Modern HPC installations that are designed for massive amounts of computing need to evaluate and understand the networking requirements as well. The more distributed the application may require very fast and integrated networking between node to achieve the anticipated time to completion.
Environments with the number of nodes in the 100 to 10,000 range may be sufficiently serviced by existing networking products. As the node count increases over 10,000, scaling issues may surface, especially as the message passing requirements increase as well. This is quite important as systems start to be designed to handle performance in the exaflop range. All aspects of designing a large system that can perform at this level need to be considered.

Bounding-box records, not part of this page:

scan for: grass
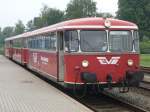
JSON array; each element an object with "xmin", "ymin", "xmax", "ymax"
[
  {"xmin": 140, "ymin": 54, "xmax": 150, "ymax": 67},
  {"xmin": 0, "ymin": 47, "xmax": 4, "ymax": 55}
]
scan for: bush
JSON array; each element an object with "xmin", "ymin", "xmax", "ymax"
[{"xmin": 140, "ymin": 40, "xmax": 150, "ymax": 54}]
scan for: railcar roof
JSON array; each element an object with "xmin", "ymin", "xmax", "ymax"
[{"xmin": 5, "ymin": 17, "xmax": 138, "ymax": 41}]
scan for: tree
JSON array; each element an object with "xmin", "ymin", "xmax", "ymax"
[
  {"xmin": 117, "ymin": 0, "xmax": 150, "ymax": 40},
  {"xmin": 2, "ymin": 26, "xmax": 14, "ymax": 38},
  {"xmin": 14, "ymin": 20, "xmax": 25, "ymax": 35},
  {"xmin": 41, "ymin": 5, "xmax": 64, "ymax": 26},
  {"xmin": 96, "ymin": 13, "xmax": 113, "ymax": 18},
  {"xmin": 66, "ymin": 0, "xmax": 96, "ymax": 19},
  {"xmin": 26, "ymin": 20, "xmax": 35, "ymax": 31}
]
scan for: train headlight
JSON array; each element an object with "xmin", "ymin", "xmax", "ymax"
[
  {"xmin": 128, "ymin": 59, "xmax": 133, "ymax": 66},
  {"xmin": 82, "ymin": 60, "xmax": 89, "ymax": 68}
]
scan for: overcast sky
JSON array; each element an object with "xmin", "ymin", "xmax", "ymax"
[{"xmin": 0, "ymin": 0, "xmax": 118, "ymax": 27}]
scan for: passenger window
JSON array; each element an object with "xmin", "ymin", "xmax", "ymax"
[{"xmin": 65, "ymin": 31, "xmax": 79, "ymax": 52}]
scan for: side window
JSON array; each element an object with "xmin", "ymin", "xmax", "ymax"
[
  {"xmin": 45, "ymin": 36, "xmax": 50, "ymax": 50},
  {"xmin": 65, "ymin": 31, "xmax": 79, "ymax": 52},
  {"xmin": 51, "ymin": 34, "xmax": 56, "ymax": 51}
]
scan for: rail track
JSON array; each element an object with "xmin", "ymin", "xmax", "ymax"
[
  {"xmin": 29, "ymin": 67, "xmax": 148, "ymax": 112},
  {"xmin": 141, "ymin": 66, "xmax": 150, "ymax": 74},
  {"xmin": 15, "ymin": 63, "xmax": 148, "ymax": 112},
  {"xmin": 139, "ymin": 81, "xmax": 150, "ymax": 91},
  {"xmin": 79, "ymin": 92, "xmax": 148, "ymax": 112}
]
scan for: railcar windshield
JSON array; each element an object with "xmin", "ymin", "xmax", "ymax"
[
  {"xmin": 109, "ymin": 31, "xmax": 132, "ymax": 52},
  {"xmin": 80, "ymin": 30, "xmax": 107, "ymax": 52}
]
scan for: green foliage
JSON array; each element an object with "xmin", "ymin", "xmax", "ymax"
[
  {"xmin": 41, "ymin": 6, "xmax": 64, "ymax": 26},
  {"xmin": 2, "ymin": 26, "xmax": 14, "ymax": 38},
  {"xmin": 14, "ymin": 20, "xmax": 25, "ymax": 35},
  {"xmin": 117, "ymin": 0, "xmax": 150, "ymax": 40},
  {"xmin": 140, "ymin": 54, "xmax": 150, "ymax": 67},
  {"xmin": 66, "ymin": 0, "xmax": 96, "ymax": 19},
  {"xmin": 140, "ymin": 40, "xmax": 150, "ymax": 54},
  {"xmin": 96, "ymin": 13, "xmax": 113, "ymax": 18},
  {"xmin": 27, "ymin": 5, "xmax": 64, "ymax": 31}
]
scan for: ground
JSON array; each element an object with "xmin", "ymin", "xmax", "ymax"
[{"xmin": 140, "ymin": 54, "xmax": 150, "ymax": 67}]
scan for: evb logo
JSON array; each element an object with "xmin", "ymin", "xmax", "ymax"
[{"xmin": 97, "ymin": 57, "xmax": 120, "ymax": 65}]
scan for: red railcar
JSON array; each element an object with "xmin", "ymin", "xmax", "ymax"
[{"xmin": 5, "ymin": 17, "xmax": 143, "ymax": 92}]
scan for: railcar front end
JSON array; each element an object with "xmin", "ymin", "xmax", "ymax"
[{"xmin": 64, "ymin": 25, "xmax": 143, "ymax": 91}]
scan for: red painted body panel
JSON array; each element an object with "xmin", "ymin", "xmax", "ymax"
[
  {"xmin": 12, "ymin": 48, "xmax": 22, "ymax": 63},
  {"xmin": 29, "ymin": 51, "xmax": 57, "ymax": 79},
  {"xmin": 5, "ymin": 17, "xmax": 139, "ymax": 88},
  {"xmin": 65, "ymin": 54, "xmax": 139, "ymax": 83}
]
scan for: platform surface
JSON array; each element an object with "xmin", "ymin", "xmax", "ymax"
[{"xmin": 0, "ymin": 55, "xmax": 91, "ymax": 112}]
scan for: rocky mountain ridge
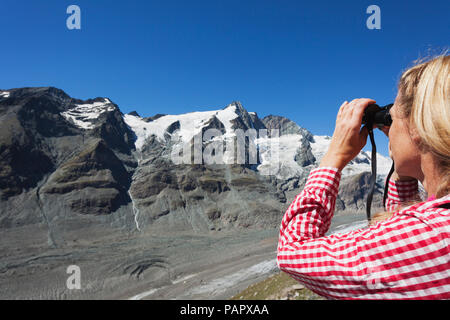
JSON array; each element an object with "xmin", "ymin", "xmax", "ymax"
[{"xmin": 0, "ymin": 87, "xmax": 390, "ymax": 234}]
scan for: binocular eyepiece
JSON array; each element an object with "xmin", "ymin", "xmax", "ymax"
[{"xmin": 362, "ymin": 103, "xmax": 394, "ymax": 129}]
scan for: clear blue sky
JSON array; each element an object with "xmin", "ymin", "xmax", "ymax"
[{"xmin": 0, "ymin": 0, "xmax": 450, "ymax": 154}]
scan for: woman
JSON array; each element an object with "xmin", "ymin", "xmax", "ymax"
[{"xmin": 277, "ymin": 55, "xmax": 450, "ymax": 299}]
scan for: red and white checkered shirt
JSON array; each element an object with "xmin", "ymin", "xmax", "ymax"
[{"xmin": 277, "ymin": 167, "xmax": 450, "ymax": 299}]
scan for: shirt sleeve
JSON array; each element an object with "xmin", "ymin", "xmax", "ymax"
[
  {"xmin": 277, "ymin": 168, "xmax": 450, "ymax": 299},
  {"xmin": 385, "ymin": 179, "xmax": 420, "ymax": 212}
]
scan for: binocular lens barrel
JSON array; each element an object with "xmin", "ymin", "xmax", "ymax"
[{"xmin": 362, "ymin": 103, "xmax": 393, "ymax": 128}]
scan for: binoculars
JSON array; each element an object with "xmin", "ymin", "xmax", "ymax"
[{"xmin": 362, "ymin": 103, "xmax": 394, "ymax": 129}]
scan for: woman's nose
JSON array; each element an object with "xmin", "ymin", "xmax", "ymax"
[{"xmin": 381, "ymin": 126, "xmax": 391, "ymax": 138}]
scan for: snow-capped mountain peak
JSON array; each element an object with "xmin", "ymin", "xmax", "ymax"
[{"xmin": 61, "ymin": 98, "xmax": 116, "ymax": 130}]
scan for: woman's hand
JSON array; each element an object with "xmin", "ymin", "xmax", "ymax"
[{"xmin": 320, "ymin": 98, "xmax": 375, "ymax": 171}]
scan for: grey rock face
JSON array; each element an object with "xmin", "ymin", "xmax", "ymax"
[{"xmin": 0, "ymin": 88, "xmax": 386, "ymax": 234}]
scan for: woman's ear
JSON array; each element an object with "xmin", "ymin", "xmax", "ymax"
[{"xmin": 409, "ymin": 126, "xmax": 427, "ymax": 153}]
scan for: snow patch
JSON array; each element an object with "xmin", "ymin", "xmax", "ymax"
[
  {"xmin": 124, "ymin": 104, "xmax": 238, "ymax": 150},
  {"xmin": 0, "ymin": 91, "xmax": 10, "ymax": 98},
  {"xmin": 61, "ymin": 99, "xmax": 115, "ymax": 130}
]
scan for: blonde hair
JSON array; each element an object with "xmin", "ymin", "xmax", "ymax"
[{"xmin": 372, "ymin": 53, "xmax": 450, "ymax": 222}]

The Intel Omni-Path Architecture is an example of a networking system that has been designed for the Exascale era. There are many features that will enable this massive scaling of compute resources. Features and functionality are designed in at both the host and the fabric levels. This enables very large scaling when all of the components are designed together. Increased reliability is a result of integrating the CPU and fabric, which will be critical as the number of nodes expands well beyond any system in operation today. In addition, tools and software that have been designed to be installed and managed at the very large number of compute nodes that will be necessary to achieve this next level of performance.
Features that will be critical in this next age of computing will involve adaptive routing, such that if there is congestion in one part of the network, the information can be re-routed. As these large systems become operational, the routing software will be required to determine and configure the most optimum routes from one node to another. Traffic flow optimization is also important to maintain high performance, such that high priority traffic can interrupt lower priority traffic and the system will continue to run smoothly, and as expected.
The next generation of systems will have to deal with challenges that are just beginning to be dealt with , and include a wide range of technologies. It is important to look and investigate the node designs, the processor technology, the software for optimization as well as the networking choices and infrastructure.